I used to think peace required a whole day off, a trip away, a perfectly quiet house. But waiting for ideal conditions kept me from noticing what was already available in small moments. Now, I practice reclaiming peace in ten-minute windows. Not because it fixes everything—but because it softens me back into myself.

And most days, that’s enough.


These Are the Quiet Ways I Come Back to Myself

These aren’t fancy rituals. They don’t require childcare or deep focus. They’re just small, loving choices I make when I feel the pull to disappear into tasks, overthinking, or emotional overextension.


1. Sitting on the porch without my phone.

Sometimes with coffee. Sometimes in silence.I let the light hit my face. I listen to the birds or passing cars. It’s not about “doing” anything. It’s about pausing the scroll of my mind.


2. Stretching in the hallway before bedtime.

Just a few minutes of grounding into my body. I don’t aim for productivity or fitness—just presence. A chance to exhale the day.


3. Putting on one song that matches my mood—and letting myself feel it.

Sad, tired, soft, hopeful. Whatever it is, I let the music hold it with me. No skipping. No multitasking. Just listening.


4. Lighting a candle before I do something mundane.

A signal to my nervous system that I’m allowed to bring gentleness into the ordinary. Even if I’m washing dishes. Even if I’m folding laundry.


5. Letting the sunlight fall across my face and not moving right away.

Especially in the morning. I close my eyes. I count ten breaths. It sounds simple, but it feels like a slow reentry into my own body.


6. Stepping outside barefoot, even if just for one minute.

The sensory reset—cool grass, warm pavement, morning air—pulls me out of my thoughts and into now.


7. Reading one page of something that nourishes me.
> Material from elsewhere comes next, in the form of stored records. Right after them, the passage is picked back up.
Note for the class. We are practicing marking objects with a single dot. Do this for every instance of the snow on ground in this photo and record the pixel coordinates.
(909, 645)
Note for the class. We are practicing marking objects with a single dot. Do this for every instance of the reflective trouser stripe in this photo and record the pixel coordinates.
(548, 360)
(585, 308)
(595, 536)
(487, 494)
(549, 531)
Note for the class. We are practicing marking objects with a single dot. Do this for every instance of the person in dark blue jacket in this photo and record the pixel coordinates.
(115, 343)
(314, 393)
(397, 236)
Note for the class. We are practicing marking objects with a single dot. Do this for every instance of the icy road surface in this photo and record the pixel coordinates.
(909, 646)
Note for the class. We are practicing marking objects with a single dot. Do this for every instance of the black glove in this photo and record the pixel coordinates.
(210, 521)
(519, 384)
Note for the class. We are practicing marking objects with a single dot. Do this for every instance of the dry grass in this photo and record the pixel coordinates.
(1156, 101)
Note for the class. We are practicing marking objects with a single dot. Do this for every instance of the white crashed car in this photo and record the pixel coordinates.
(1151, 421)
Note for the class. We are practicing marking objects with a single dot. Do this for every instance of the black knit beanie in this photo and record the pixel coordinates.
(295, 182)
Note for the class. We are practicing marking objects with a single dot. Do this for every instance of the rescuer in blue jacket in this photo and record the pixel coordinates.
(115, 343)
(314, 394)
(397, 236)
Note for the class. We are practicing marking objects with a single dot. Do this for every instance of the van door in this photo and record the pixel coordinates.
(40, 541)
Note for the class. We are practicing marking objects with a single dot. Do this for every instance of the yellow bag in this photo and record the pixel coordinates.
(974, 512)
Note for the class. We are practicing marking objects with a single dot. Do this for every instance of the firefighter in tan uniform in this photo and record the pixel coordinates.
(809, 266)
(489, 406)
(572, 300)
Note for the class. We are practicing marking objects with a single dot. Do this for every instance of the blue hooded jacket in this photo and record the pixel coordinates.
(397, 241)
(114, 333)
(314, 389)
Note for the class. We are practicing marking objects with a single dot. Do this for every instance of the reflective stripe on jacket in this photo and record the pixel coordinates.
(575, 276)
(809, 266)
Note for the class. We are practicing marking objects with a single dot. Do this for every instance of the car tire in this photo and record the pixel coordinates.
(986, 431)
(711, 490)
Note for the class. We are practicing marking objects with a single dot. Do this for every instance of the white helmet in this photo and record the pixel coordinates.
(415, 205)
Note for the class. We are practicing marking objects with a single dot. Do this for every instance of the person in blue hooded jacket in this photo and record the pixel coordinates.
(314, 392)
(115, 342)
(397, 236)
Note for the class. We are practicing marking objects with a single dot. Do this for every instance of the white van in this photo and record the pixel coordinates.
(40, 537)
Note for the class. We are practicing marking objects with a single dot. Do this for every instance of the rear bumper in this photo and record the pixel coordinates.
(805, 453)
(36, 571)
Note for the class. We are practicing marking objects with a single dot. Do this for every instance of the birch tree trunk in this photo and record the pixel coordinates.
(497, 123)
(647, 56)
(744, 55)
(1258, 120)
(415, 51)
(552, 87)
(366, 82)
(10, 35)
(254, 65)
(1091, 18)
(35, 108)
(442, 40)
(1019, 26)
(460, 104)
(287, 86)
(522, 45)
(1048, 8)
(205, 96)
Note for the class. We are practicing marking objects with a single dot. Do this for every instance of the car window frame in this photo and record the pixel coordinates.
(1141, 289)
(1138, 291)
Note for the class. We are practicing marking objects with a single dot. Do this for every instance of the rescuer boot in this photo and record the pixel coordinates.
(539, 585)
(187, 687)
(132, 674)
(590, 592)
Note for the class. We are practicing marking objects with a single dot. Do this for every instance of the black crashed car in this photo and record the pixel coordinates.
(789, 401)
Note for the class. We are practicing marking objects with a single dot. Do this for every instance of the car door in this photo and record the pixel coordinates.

Not something I’m “supposed” to read—just something that feels like a soft place to land.


8. Saying a quiet affirmation out loud before reentering a hard moment.

“I don’t have to carry this alone.”

“I am allowed to take up space.”

“I choose peace even in small ways.”


9. Sitting on the floor instead of a chair.

It shifts something in me. Lowers the noise. Grounds the urgency.


10. Choosing not to respond right away.

To a text. A request. A tone.Instead, I pause. I ask: “Do I have the capacity right now?”That one pause changes everything.


Why It Matters

These small things may seem insignificant—but for me, they’ve become daily acts of reclamation. Ten minutes of peace is not a luxury. It’s a reset. A remembering. A refusal to abandon myself.

It’s how I stay soft in a world (and sometimes a home) that can feel sharp. It’s how I come back to the woman beneath the roles. And it’s how I remind myself: I get to matter, too.


A Gentle Invitation

You don’t need to overhaul your life to make space for peace. You just need a moment.Your breath. A little bit of noticing.

What’s one small thing you can do today—for ten minutes—that helps you return to yourself?

You deserve that moment. Not when you’ve earned it. Now. As you are.